Il rancore e le nuvole è un testo più ambizioso, forse uno dei più belli, per quell’arco narrativo breve ma densissimo, a suo modo romanzesco, sia pur concentrato in una quindicina di paginette. Narra la carriera universitaria di un intellettuale di umile estrazione, che agli studi tardivi, nei duri anni del dopoguerra, sacrifica un matrimonio, una figlia e le sue idee di sinistra, trovando spazio sotto l’ala protettiva di un professore fascista, noto nell’ambiente come “il Nostalgico”. In qualche modo potrebbe essere letto come il prequel di quell’altro racconto: la giovinezza del barone universitario rampante. Il primo matrimonio fallito, il concorso a cattedra, la possibilità di togliersi molti sassolini dalla scarpa, fino alla rivalsa maiuscola: la seconda giovane moglie a cui insegnare i rudimenti della carriera. «[...] una sorta di società per azioni esistenziale, questo per lui era l’amore, bastava che lei capisse. E lei capì». Un giorno, parlandone con un “addetto ai lavori”, scoprii il nome del prof. che avrebbe ispirato quella figura. Tabucchi, però, aveva saputo sorvolare sui dettagli del pettegolezzo e ne aveva fatto una maschera eterna, di quelle che all’altezza della bocca si contraggono in un ghigno.

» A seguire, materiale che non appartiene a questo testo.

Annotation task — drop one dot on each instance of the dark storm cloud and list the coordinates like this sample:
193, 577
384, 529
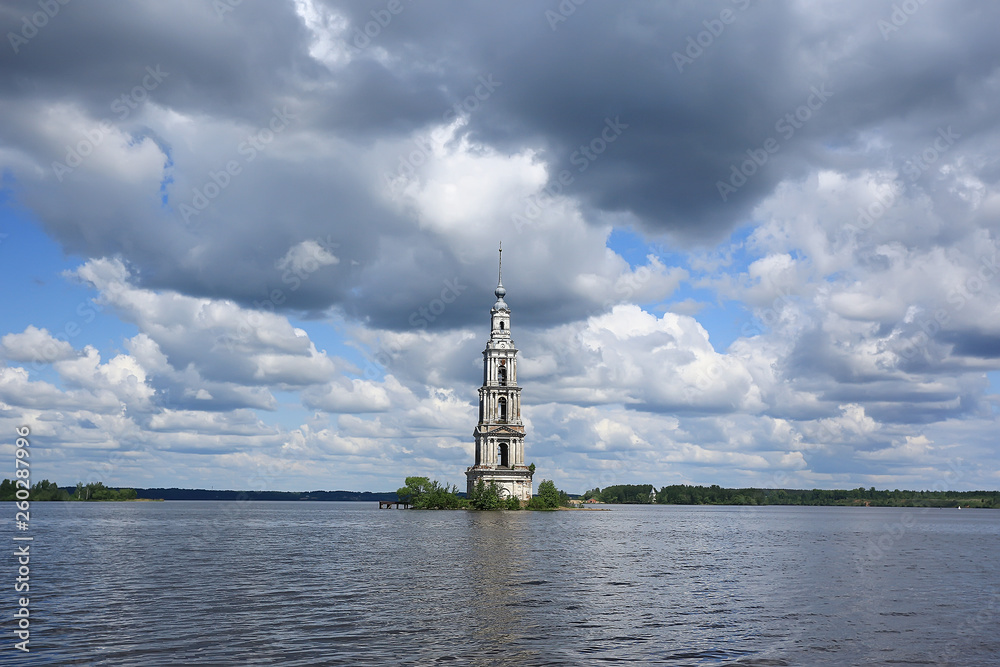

Se per un italiano, oggi, pensare a Tabucchi e poi a Pessoa, o viceversa, è come un riflesso condizionato, ciò avviene anche perché lo scrittore pisano ha saputo sottrarre un poeta enorme, ma di una letteratura “marginale”, ai vizietti e trucchetti della saggistica specialistica orientata alla raccolta punti per lo stipendio. Lo ha fatto dall’interno di un mondo di cui conosceva bene i corridoi sdrucciolevoli che portano alle quotidiane piccole vigliaccherie intellettuali senza importanza. Più del famoso Pereira, eroe suo malgrado di un’epoca più crudele, ma anche più nitida e leggibile (e che nel 1994, come ricorda in queste ore qualche giornale, divenne simbolo dell’Italia antiberlusconiana), questo professorino così incline al compromesso con se stesso è il simbolo più potente delle trappole che ogni giorno ciascuno di noi tende alla sua scomoda libertà di parola.